Market Review – 29/06/2011 21:39 GMT
The single currency ends higher against the greenback on first Greece vote
The euro climbed to two-week high of 1.4449 against the greenback as investors raised bets that the European Central Bank would increase interest rates next week after the passage of austerity measures by Greek lawmakers. The Greek parliament approved the medium-term plan of needed reform measures on Wednesday, with a total of 155 lawmakers in the 300-strong chamber supported the law and 138 voted against.
Earlier, the single currency rose from Asian low of 1.4339 to session high of 1.4449 in European morning on optimism Greek’s austerity plan would be passed. Although euro briefly fell on news that Greek ruling party deputy voted against austerity package and profit-taking after Greece passed the first austerity vote, strong demand in euro at 1.4330 contained weakness and the pair later rebounded strongly above 1.4400 level to 1.4444 in New York afternoon on expectation the second Greek vote would also be passed on Thursday before sideways trading.
The single currency strengthened across the board and rose strongly against the Japanese yen, pound and Swiss franc. Eur/jpy, eur/gbp and eur/chf jumped to session highs of 117.17, 0.9015 (near eight-week high) and 1.2061 respectively before profit-taking emerged, traded around 116.60, 0.8985 and 1.2040 respectively near New York closing.
Sterling tracked intra-day movements of euro and penetrated Tuesday’s high of 1.6045 to 1.6059 in European morning before dropping sharply to 1.5981, however, renewed buying interest and profit-taking in sterling’s cross-trading (especially versus the euro) lifted price again in New York session, cable later rose to an intra-day high of 1.6075 before easing.
The commodity currencies also strengthened against the greenback as stocks and commodities rose amid reduced concern over the European debt crisis after Greece approved austerity plan to help head off the euro region’s first sovereign-debt default. Aussie and Kiwi rose sharply from session lows of 1.0520 and 0.8104 to 1.0686 and 0.8265 respectively whilst usd/cad fell sharply from 0.9825 to 0.9689.
In other news, International Monetary Fund said ‘U.S. debt ceiling should be raised quickly to avoid ‘severe shock’ to U.S. economy, global markets’.
On the data front, eurozone economic sentiment fell to 105.1 in June from 105.5 in May. Economists had forecast a decline to 105.0. Eurozone industrial sentiment fell to 3.2 from 3.8 in May.
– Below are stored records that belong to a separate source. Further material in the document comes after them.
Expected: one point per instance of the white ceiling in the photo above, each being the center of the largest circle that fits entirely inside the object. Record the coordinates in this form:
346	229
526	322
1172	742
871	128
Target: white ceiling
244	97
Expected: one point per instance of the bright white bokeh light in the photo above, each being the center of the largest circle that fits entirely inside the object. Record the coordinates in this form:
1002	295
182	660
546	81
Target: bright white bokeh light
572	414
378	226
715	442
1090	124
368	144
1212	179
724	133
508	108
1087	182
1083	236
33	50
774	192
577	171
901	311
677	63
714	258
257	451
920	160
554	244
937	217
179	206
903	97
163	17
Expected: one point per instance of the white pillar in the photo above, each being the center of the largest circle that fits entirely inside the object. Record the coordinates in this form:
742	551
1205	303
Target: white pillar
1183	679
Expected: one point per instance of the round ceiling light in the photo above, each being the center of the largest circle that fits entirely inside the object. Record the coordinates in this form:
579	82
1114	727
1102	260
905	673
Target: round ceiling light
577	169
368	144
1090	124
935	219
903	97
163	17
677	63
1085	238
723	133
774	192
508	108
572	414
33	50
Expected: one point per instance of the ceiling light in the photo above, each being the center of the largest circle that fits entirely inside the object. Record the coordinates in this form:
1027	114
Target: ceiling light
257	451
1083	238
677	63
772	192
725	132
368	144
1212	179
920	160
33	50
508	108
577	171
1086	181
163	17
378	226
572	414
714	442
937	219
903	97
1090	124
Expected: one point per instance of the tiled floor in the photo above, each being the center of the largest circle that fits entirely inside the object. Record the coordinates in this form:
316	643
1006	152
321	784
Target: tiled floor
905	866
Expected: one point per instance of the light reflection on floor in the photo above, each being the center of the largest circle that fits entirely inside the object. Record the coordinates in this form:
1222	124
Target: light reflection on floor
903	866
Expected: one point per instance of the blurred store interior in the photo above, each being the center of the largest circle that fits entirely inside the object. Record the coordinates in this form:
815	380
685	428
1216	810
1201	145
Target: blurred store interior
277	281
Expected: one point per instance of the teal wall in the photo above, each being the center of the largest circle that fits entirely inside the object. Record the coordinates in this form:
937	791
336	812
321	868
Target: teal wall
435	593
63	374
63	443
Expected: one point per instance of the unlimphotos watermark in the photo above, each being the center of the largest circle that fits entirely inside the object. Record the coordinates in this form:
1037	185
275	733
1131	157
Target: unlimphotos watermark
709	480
Eurozone consumer confidence edged up to -9.8 from -9.9 in May. U.S. pending home sales in May increased 8.2% from April after a revised 11.3% drop the prior month and economists’ forecast of 3.8% increase.
Data to be released on Thursday include:
U.K. GFK survey; Japan manufacturing PMI, construction orders and housing starts; Germany unemployment rate and unemployment change; Eurozone HICP flash; Canada GDP; U.S. jobless claims and Chicago PMI.